CENTRE HOSPITALIER REGIONAL DE ZIGUINCHOR: Un hôpital plongé dans un coma financier, administratif et technique

Le Centre hospitalier régional de Ziguinchor (CHRZ) traverse une passe difficile. Une situation qui dure depuis plusieurs années et compromet présentement son fonctionnement normal.

Le professeur Moussa Seydi avait bien raison de dire que le service de réanimation de l’hôpital de Ziguinchor « n’est ni fonctionnel ni construit selon les normes ». Le chef du Centre de traitement des maladies infectieuses de l’hôpital de Fann a été très diplomatique dans son intervention, mais l’état de l’hôpital de Ziguinchor est manifestement plus scandaleux.

EST-CE UN HÔPITAL ?

Imaginez un peu un hôpital sans cardiologue, sans anesthésiste, sans réanimateur sans néphrologue et sans urgentiste. Et pourtant c’est ce que vivent les populations de Ziguinchor. Malgré qu’il soit très sollicité par les populations locales et étrangères, le Centre hospitalier ne dispose pas de cardiologue, pas d’anesthésiste, pas de médecin-réanimateur, ni de néphrologue encore moins d’urgentiste. Cette situation est connue des hautes autorités parce que le ministère de la Santé dispose de toutes les données concernant le personnel des établissements publics de santé.

Avec un taux de fréquentation élevé malgré son chaotique plateau médical, l’hôpital régional de Ziguinchor est dans l’obligation de faire des évacuations vers les établissements de santé du nord du pays. Des évacuations sur de très longues distances qui ont fini d’anéantir le parc ambulancier de la structure. Parfois, le CHRZ est obligé d’emprunter des ambulances au niveau des hôpitaux de La Paix et Silence pour procéder à des évacuations sanitaires. Au même moment, l’Etat du Sénégal se permet d’offrir des ambulances à la Guinée-Bissau. Nous n’avons rien contre cette République sœur, sauf que « charité bien ordonnée commence par soi-même ».

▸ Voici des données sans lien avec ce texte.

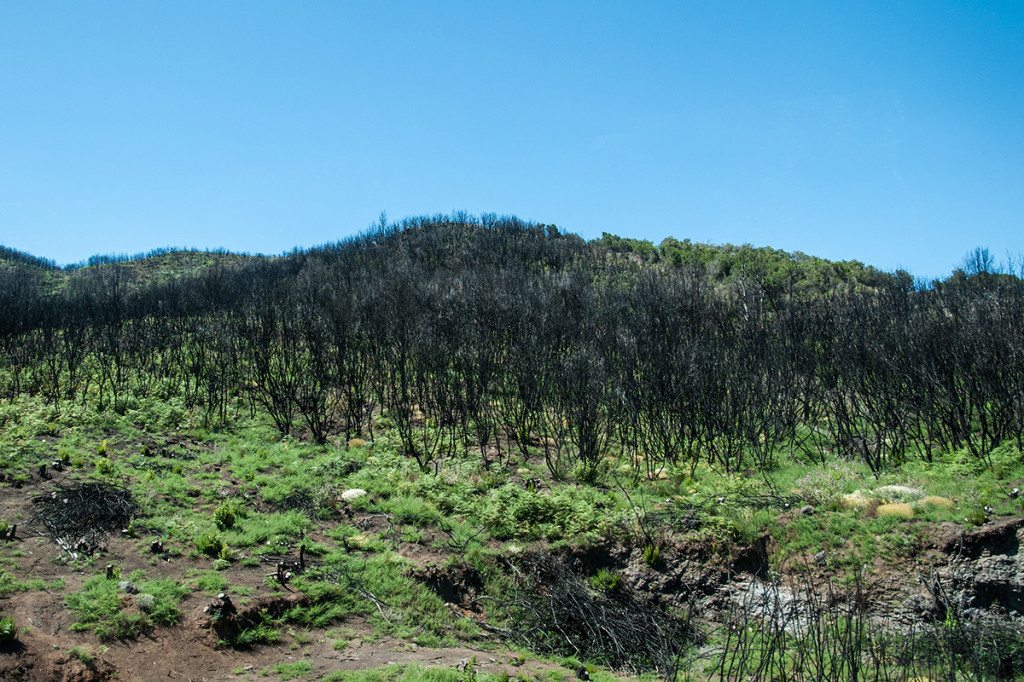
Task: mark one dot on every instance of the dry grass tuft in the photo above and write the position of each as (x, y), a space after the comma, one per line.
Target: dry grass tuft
(936, 501)
(898, 509)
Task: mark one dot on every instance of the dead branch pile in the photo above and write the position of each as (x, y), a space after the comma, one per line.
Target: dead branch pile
(80, 516)
(552, 607)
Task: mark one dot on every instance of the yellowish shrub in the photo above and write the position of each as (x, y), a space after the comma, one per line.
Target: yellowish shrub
(855, 500)
(936, 501)
(898, 509)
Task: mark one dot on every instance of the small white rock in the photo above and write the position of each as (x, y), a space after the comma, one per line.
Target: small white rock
(352, 494)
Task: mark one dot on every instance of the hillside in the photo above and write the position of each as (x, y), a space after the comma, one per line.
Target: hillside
(457, 449)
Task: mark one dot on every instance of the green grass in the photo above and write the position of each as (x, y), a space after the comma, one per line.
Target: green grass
(101, 607)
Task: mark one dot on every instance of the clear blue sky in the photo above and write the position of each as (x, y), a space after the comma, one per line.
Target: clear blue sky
(891, 132)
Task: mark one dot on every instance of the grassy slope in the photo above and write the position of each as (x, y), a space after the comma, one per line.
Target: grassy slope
(219, 500)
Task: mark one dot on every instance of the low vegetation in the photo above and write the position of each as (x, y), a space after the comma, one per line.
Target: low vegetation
(667, 460)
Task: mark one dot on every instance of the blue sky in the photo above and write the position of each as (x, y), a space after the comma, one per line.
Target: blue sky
(891, 132)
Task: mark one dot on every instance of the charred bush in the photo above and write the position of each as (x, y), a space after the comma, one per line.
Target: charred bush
(553, 607)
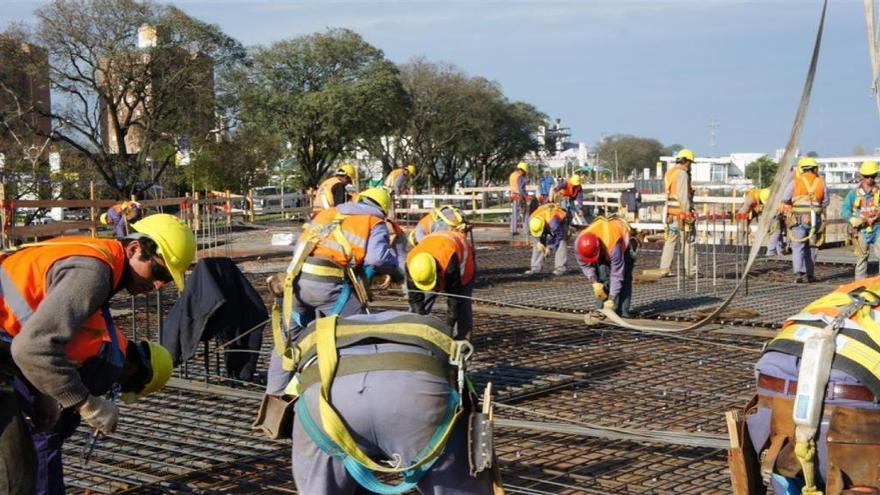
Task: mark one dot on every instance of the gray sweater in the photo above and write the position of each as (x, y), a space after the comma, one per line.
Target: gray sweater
(76, 288)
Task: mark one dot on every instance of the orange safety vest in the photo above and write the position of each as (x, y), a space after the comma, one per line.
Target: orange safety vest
(610, 231)
(673, 204)
(325, 193)
(23, 281)
(355, 230)
(442, 245)
(809, 190)
(514, 183)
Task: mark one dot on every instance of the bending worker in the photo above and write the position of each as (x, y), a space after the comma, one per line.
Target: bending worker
(52, 325)
(337, 255)
(336, 190)
(443, 262)
(805, 200)
(392, 384)
(836, 443)
(519, 198)
(548, 227)
(121, 215)
(606, 255)
(679, 214)
(445, 217)
(861, 207)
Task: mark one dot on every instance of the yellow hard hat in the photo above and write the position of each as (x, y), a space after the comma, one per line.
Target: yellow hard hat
(807, 162)
(346, 169)
(536, 226)
(423, 270)
(161, 365)
(379, 196)
(868, 168)
(176, 242)
(685, 154)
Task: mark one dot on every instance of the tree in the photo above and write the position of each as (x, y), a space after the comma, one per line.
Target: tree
(625, 154)
(324, 93)
(124, 106)
(762, 171)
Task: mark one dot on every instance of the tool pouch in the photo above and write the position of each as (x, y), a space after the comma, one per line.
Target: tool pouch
(275, 417)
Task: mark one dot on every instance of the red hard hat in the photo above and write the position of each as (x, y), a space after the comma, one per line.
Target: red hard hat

CRÉANCES, PERSONNEL, IPM, RETRAITE…

Mis à part le coma dans lequel est plongé l’hôpital, cet établissement public de santé souffre d’autres pathologies managériales. Il croule sous le poids des créances. A la date du 21 août 2020, les créances se chiffraient à 1 milliard 591 millions de francs CFA dont la moitié détenue par l’Etat (724 millions).

Outre les créances, la situation des ressources humaines est encore plus scandaleuse. Sur 359 agents de l’hôpital, seuls 87 sont étatiques. Le reste du personnel, soit 272 agents, est composé de contractuels (187) et de stagiaires (85). Parmi les stagiaires, plusieurs agents ont totalisé près de 10 ans de stage ! Comment cela est-ce possible ? En effet, la direction use de façon abusive la stratégie du mois de break pour renouveler sans cesse et de manière continue le stage de ces 85 agents qui doivent bénéficier ipso facto d’un contrat en bonne et due forme avec tous les avantages y afférents.

Cerise sur le gâteau. Pour des raisons financières, le CHRZ traine une ardoise de dette sociale de plus de 181 millions de francs CFA pour la retraite des employés de la structure au 30 juin 2020. Certains retraités peinent à percevoir leurs allocations, tandis que les contractuels CDI, du décret 74-347, n’ont jamais bénéficié de l’avancement dans leur carrière. A ce jour, la plupart ces agents décrochent présentement sans pension de retraite faute de cotisations sociales. A noter que plus de 178 de ces agents n’ont jusque-là jamais bénéficié de la motivation exceptionnelle communément appelée NEPAD. Pis, le personnel du CHRZ n’a jamais été affilié à une institution de prévoyance maladie (IPM) depuis sa création à nos jours.

Voilà, de façon résumée, l’état actuel du Centre hospitalier régional de Ziguinchor. Certes, il continue d’accueillir des malades, mais l’hôpital de Ziguinchor est plus souffrant que ses patients et mérite de soins très intensifs pour sortir de ce calvaire.